# Exploratoy Data Analysis

In this project, we embark on a comprehensive exploration of taxi ride data in Chicago, focusing on November 15-16, 2017. We are equipped with multiple datasets that provide insights into various aspects of taxi services in the city. Our journey begins with exploratory data analysis, where we delve into the characteristics of taxi companies and neighborhoods, identifying patterns and trends. Subsequently, we transition into hypothesis testing, aiming to uncover whether weather conditions, particularly rainy Saturdays, influence the average duration of rides from the Loop to O'Hare International Airport. 

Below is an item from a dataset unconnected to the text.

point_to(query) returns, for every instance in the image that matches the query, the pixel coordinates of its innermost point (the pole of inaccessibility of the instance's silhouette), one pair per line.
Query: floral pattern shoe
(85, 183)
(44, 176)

Through meticulous data analysis and hypothesis testing, we aim to draw meaningful conclusions that shed light on the dynamics of taxi services in Chicago. Our approach is grounded in Python programming, leveraging data visualization and statistical methods to derive actionable insights. Let's embark on this analytical expedition to unveil the nuances of Chicago's taxi landscape.

# Importing Libraries and Loading Files

we'll begin by importing the necessary libraries and loading the provided CSV files. Then, we'll explore the data, ensuring correct data types and conducting preliminary analysis to identify the top 10 neighborhoods by drop-offs. Subsequently, we'll create visualizations to depict the distribution of taxi companies and the number of rides, as well as the top 10 neighborhoods by drop-offs.

## Importing

In [7]:
import pandas as pd
import matplotlib.pyplot as plt
from scipy.stats import ttest_ind

## Loading Data

In [9]:
# Importing the CSV files
try:
    taxi_df = pd.read_csv("/datasets/project_sql_result_01.csv")
    neighborhood_df = pd.read_csv("/datasets/project_sql_result_04.csv")
    data = pd.read_csv("/datasets/project_sql_result_07.csv")
    
except FileNotFoundError:
    print('input file not found')    

input file not found


In [10]:
# Displaying the first few rows of each dataset
print("Taxi Company Data:")
taxi_df.head()

Taxi Company Data:


NameError: name 'taxi_df' is not defined

In [None]:
print("Neighborhood Data:")
neighborhood_df.head()

# Studying and Exploring Data

Performing an exploratory data analysis aids in comprehending the diversity of data types present, identifying and managing duplicates effectively, as well as illuminating the extent and implications of missing values within the dataset.

## Exploring Taxi Dataframe

In [None]:
taxi_df.describe()

In [None]:
taxi_df.info()

### Checking for Null and Duplicate Values on the Taxi Dataframe

In [None]:
# Check for duplicates
print('Duplicate Values:', taxi_df.duplicated().sum())

In [None]:
# Check for null values
print('Null Values:')
taxi_df.isnull().sum()

### Exploring Neighborhood Dataframe

In [None]:
neighborhood_df.describe()

In [None]:
neighborhood_df.info()

## Checking for Null and Duplicate Values on the Neighborhood Dataframe

In [None]:
# Check for duplicates
print('Duplicate Values:', neighborhood_df.duplicated().sum())

In [None]:
# Check for null values
print('Null Values:')
neighborhood_df.isnull().sum()

### Correcting Data types

We will be rouding the 'average_tips' column. Rounding the 'average_trips' column to two decimals can be beneficial for several reasons:

Improved Readability: Rounding to two decimal places simplifies the values, making them easier to read and understand.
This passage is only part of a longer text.